Infektionsschutzgesetz
Bundesnotbremse: Die neuen Corona-Regeln
Aktualisiert am 25. April 2021
Schon vorher stand fest: Wenn der Bundestag am 21. April, das Infektionsschutzgesetz mit der darin verankerten Bundesnotbremse beschließt - dann nur mit gravierenden Änderungen im Vergleich zum Gesetzesentwurf, den die Bundesregierung verabschiedet hat. Nach heftiger Kritik aus den Ländern und Kommunen, aber auch großer Unzufriedenheit in den eigenen Reihen und der Opposition hatten sich Union und SPD zuvor auf einen Kompromiss geeinigt. Das Gesetz hat nun auch den Bundesrat passiert. Es war nicht zustimmungspflichtig. Trotz Kritik aus den Ländern wurde der Vermittlungsausschuss nicht angerufen. Die sogenannte Bundsnotbremse in der Corona-Pandemie gilt seit Sonnabend, 24. April.
Das sind die Änderungen bei der Bundesnotbremse:
- Ausgangsbeschränkungen sollen künftig nicht - wie vorgesehen - bereits von 21 Uhr gelten, sondern erst ab 22 Uhr bis 5 Uhr. Sie treten in den Regionen in Kraft, in denen die Zahl der Neuinfektionen pro 100.000 Einwohner und Woche den Inzidenzwert von 100 überschreitet. Das muss drei Tage nacheinander der Fall sein.
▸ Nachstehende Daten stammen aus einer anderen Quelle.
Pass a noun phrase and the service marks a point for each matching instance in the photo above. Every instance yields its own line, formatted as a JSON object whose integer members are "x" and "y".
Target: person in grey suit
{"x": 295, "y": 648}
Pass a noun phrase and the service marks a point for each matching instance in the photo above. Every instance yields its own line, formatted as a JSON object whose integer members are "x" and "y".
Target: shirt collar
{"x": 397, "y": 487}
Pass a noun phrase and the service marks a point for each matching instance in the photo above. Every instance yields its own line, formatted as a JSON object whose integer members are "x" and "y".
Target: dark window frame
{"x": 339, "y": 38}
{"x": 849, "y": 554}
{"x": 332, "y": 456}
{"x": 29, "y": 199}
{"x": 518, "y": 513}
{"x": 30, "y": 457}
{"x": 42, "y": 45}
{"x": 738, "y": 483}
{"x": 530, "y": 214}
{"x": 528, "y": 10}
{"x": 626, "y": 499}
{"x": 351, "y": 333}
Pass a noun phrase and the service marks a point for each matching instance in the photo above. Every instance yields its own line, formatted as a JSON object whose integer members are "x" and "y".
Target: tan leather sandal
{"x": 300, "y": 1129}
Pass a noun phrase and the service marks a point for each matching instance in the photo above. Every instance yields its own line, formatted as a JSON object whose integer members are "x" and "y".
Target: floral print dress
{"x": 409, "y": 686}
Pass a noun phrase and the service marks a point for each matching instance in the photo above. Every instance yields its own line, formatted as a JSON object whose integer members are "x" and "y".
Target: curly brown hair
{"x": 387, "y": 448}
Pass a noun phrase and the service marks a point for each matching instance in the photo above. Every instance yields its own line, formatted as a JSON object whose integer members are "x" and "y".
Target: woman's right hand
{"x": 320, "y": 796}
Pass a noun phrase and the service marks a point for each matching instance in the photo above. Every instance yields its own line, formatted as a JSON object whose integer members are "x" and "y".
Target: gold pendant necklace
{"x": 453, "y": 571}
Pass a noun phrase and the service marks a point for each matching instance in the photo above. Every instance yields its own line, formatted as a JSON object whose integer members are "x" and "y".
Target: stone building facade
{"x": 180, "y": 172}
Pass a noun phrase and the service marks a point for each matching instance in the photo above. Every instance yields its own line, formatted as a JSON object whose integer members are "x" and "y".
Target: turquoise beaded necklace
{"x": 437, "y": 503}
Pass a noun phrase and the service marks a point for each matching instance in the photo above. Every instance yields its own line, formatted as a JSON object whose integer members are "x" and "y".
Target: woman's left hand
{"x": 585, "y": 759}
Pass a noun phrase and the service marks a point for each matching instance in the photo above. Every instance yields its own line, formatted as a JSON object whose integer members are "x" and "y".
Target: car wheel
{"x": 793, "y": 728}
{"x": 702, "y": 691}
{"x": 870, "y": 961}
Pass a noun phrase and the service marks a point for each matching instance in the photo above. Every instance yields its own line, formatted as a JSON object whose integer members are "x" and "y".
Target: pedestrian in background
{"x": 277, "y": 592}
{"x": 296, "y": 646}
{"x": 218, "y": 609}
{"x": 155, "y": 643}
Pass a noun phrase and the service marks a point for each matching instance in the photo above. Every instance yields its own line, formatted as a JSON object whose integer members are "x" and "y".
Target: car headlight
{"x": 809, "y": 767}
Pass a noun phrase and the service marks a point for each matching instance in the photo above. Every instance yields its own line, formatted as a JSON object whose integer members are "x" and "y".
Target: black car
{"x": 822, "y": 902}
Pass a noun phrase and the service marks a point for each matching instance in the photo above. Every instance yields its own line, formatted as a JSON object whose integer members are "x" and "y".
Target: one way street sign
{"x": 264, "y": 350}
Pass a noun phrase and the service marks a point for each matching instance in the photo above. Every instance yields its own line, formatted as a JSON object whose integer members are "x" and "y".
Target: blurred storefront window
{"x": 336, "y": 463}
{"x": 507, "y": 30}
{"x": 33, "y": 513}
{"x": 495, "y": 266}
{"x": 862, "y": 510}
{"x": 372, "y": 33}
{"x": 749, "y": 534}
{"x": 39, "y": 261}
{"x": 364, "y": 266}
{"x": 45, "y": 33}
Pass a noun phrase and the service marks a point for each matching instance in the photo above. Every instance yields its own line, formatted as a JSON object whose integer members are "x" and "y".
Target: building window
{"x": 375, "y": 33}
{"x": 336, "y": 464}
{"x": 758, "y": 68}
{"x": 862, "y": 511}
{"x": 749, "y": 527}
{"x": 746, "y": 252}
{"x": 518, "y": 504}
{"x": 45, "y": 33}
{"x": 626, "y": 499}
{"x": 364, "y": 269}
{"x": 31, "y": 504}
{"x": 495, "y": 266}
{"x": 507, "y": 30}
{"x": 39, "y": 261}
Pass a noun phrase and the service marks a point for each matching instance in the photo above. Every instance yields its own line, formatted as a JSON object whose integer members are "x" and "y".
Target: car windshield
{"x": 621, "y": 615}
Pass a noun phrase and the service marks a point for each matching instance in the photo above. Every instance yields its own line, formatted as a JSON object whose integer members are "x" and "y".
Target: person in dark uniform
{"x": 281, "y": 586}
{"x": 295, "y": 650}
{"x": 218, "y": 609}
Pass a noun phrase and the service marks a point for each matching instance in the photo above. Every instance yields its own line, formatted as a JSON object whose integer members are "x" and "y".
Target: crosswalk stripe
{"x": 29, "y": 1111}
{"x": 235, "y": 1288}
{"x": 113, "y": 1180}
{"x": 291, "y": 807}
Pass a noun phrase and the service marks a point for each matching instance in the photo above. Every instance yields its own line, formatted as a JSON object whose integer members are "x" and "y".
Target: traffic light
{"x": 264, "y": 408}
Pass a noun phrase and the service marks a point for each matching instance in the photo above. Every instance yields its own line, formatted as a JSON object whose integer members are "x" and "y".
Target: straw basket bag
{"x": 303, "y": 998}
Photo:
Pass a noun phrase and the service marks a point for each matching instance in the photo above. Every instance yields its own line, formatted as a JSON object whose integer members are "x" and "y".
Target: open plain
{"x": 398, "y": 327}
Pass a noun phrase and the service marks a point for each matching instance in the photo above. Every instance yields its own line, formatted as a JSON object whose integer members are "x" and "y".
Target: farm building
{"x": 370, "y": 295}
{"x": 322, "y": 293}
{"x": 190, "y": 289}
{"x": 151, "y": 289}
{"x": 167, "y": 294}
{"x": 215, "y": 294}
- Zudem soll es nun doch erlaubt sein, zumindest bis Mitternacht allein spazieren zu gehen oder joggen zu gehen.
- Der Präsenzunterricht soll bereits ab einer Inzidenz von 165 ausgesetzt werden. Im vom Kabinett verabschiedeten Gesetzesentwurf war die verpflichtende Umstellung auf den Distanzunterricht erst ab einer Inzidenz von 200 Neuinfektionen pro 100.000 Einwohner in sieben Tagen vorgesehen.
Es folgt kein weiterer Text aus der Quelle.